Suprathermal helium in corotating interaction regions: combined observations from SOHO/CELIAS/STOF and ACE/SWICS

¹ Institut für Experimentelle und Angewandte Physik (IEAP), Christian-Albrechts-Universität zu Kiel, Leibnizstrasse 11, 24118 Kiel, Germany
e-mail: yu@physik.uni-kiel.de
² University of Bern, 3012 Bern, Switzerland
³ Max-Planck-Institut für extraterrestrische Physik, Garching, Germany
⁴ Max-Planck-Institut für Sonnensystemforschung, 37077 Göttingen, Germany

Received: 5 April 2016
Accepted: 1 November 2016

Abstract

Context. Energetic particle enhancements that are associated with corotating interaction regions (CIRs) are typically believed to arise from the sunward propagation of particles that are accelerated by CIR-driven shocks beyond 1 AU. It is expected that these sunward-travelling particles will lose energy and scatter, resulting in a turnover of the energy spectra below ~0.5 MeV/nuc. However, the turnover has not been observed so far, suggesting that the CIR-associated low-energy suprathermal ions are accelerated locally close to the observer.

Aims. We investigate the variability of suprathermal particle spectra from CIR to CIR as well as their evolution and variation as the observer moves away from the rear shock or wave.

Methods. Helium data in the suprathermal energy range from the Solar and Heliospheric Observatory/Charge, Element, and Isotope Analysis System/Suprathermal Time-of-Flight (SOHO/CELIAS/STOF) were used for the spectral analysis and were combined with data from the Advanced Composition Explorer/ Solar Wind Ion Composition Spectrometer (ACE/SWICS) in the solar wind energies.
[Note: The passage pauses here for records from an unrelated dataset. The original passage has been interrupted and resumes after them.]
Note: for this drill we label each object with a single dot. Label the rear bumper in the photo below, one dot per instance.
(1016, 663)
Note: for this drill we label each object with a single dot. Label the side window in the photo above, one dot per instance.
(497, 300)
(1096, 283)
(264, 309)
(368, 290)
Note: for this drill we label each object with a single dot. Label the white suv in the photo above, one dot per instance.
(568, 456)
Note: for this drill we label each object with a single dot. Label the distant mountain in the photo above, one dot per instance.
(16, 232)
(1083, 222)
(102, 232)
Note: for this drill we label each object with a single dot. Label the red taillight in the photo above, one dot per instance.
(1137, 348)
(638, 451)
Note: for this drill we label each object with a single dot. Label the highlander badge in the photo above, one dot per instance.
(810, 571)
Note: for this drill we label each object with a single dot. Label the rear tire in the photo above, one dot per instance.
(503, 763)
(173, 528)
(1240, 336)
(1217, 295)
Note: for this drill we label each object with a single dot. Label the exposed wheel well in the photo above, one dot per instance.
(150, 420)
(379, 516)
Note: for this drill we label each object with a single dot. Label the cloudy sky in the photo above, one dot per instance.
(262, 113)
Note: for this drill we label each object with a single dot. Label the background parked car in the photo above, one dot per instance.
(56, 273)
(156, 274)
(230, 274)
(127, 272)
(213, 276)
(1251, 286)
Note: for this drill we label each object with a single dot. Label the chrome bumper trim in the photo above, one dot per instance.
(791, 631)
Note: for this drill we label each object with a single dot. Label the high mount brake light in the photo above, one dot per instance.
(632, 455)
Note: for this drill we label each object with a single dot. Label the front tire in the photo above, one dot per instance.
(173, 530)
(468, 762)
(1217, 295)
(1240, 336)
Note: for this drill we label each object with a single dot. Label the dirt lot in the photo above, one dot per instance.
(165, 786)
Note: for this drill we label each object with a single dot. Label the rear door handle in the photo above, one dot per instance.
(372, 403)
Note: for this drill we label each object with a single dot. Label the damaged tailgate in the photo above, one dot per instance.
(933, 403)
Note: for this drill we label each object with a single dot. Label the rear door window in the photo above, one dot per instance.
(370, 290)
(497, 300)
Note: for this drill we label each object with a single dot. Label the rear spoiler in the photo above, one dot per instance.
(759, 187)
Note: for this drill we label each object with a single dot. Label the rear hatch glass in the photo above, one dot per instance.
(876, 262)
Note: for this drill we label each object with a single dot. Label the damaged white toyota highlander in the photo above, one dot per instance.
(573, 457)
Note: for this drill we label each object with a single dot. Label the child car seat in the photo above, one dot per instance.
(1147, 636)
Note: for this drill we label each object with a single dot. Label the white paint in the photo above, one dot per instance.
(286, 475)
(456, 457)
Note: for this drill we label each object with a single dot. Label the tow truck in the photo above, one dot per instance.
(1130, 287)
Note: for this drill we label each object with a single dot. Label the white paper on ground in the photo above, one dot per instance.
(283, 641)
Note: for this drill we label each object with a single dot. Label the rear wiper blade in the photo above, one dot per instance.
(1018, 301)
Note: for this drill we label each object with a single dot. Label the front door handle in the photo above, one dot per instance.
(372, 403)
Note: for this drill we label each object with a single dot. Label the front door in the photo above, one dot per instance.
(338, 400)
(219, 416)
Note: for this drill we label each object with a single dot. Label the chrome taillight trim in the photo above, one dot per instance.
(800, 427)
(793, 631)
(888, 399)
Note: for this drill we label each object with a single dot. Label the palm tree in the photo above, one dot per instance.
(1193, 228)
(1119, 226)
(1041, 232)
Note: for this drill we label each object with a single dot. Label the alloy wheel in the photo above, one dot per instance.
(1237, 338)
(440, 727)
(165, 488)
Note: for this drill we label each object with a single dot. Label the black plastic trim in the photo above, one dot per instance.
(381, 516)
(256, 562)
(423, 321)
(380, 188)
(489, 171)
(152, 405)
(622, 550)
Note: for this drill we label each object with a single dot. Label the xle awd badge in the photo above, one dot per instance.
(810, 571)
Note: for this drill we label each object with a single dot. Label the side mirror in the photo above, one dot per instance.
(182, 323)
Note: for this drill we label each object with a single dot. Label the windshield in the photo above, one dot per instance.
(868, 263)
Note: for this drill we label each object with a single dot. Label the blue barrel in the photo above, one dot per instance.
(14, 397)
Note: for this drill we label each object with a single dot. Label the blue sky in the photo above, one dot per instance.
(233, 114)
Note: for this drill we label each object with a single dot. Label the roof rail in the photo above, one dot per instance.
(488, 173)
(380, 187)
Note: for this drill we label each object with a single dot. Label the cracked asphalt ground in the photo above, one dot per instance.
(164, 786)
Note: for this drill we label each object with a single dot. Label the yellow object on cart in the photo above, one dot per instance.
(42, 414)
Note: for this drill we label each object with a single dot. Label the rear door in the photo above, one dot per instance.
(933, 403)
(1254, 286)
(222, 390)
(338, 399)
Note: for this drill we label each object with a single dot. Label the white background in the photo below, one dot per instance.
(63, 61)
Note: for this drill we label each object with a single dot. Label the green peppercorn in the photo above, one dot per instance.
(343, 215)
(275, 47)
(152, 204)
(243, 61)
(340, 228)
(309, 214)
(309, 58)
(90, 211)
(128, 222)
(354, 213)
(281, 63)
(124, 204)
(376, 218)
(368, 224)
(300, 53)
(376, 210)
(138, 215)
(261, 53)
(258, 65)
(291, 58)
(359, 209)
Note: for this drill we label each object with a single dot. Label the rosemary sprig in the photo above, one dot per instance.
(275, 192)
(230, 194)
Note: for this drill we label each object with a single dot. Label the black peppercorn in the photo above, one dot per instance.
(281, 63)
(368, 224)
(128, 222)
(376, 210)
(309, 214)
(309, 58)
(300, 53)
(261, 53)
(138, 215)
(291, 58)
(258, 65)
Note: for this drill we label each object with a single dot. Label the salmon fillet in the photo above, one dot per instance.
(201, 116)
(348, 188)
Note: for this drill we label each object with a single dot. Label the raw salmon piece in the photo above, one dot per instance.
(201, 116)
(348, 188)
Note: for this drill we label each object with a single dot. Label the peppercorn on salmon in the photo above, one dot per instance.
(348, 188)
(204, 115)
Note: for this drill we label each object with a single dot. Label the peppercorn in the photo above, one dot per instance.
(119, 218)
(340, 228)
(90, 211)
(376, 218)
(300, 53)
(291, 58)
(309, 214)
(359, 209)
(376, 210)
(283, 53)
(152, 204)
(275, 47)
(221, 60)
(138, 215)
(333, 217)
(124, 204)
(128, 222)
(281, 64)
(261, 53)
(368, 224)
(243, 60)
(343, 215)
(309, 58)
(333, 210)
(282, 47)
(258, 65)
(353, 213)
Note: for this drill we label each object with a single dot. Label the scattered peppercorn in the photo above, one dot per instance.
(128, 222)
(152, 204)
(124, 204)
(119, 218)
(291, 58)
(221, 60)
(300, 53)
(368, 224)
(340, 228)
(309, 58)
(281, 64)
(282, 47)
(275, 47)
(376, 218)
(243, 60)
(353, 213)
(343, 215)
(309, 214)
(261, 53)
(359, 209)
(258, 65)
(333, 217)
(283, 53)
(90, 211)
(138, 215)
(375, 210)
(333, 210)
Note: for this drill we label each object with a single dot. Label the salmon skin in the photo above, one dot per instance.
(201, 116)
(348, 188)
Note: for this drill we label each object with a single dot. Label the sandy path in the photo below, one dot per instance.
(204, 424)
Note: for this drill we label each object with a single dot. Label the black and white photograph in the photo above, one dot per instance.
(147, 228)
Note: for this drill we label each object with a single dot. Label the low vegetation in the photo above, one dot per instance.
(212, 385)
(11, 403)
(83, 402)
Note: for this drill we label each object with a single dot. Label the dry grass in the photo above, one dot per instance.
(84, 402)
Results. We investigated sixteen events: nine clean CIR events, three CIR events with possible contamination from upstream ion events or solar energetic particles (SEPs), and four events that occurred during CIR periods that were dominated by SEPs. Six of the nine clean CIR events showed possible signs of a turnover between ~10−40 keV/nuc in the fast solar wind that trails the compression regions. Three of them even showed this behaviour inside the compressed fast wind. The turnover part of the spectra became flatter and shifted from lower to higher energies with increasing connection distance to the reverse shock. The remaining three clean events showed continuous power-law spectra in both the compressed fast wind and fast wind regions, that is, the same behaviour as reported from previous observations. The spectra of the seven remaining events are more variable, that is, they show power law, turnover, and a superposition of these two shapes.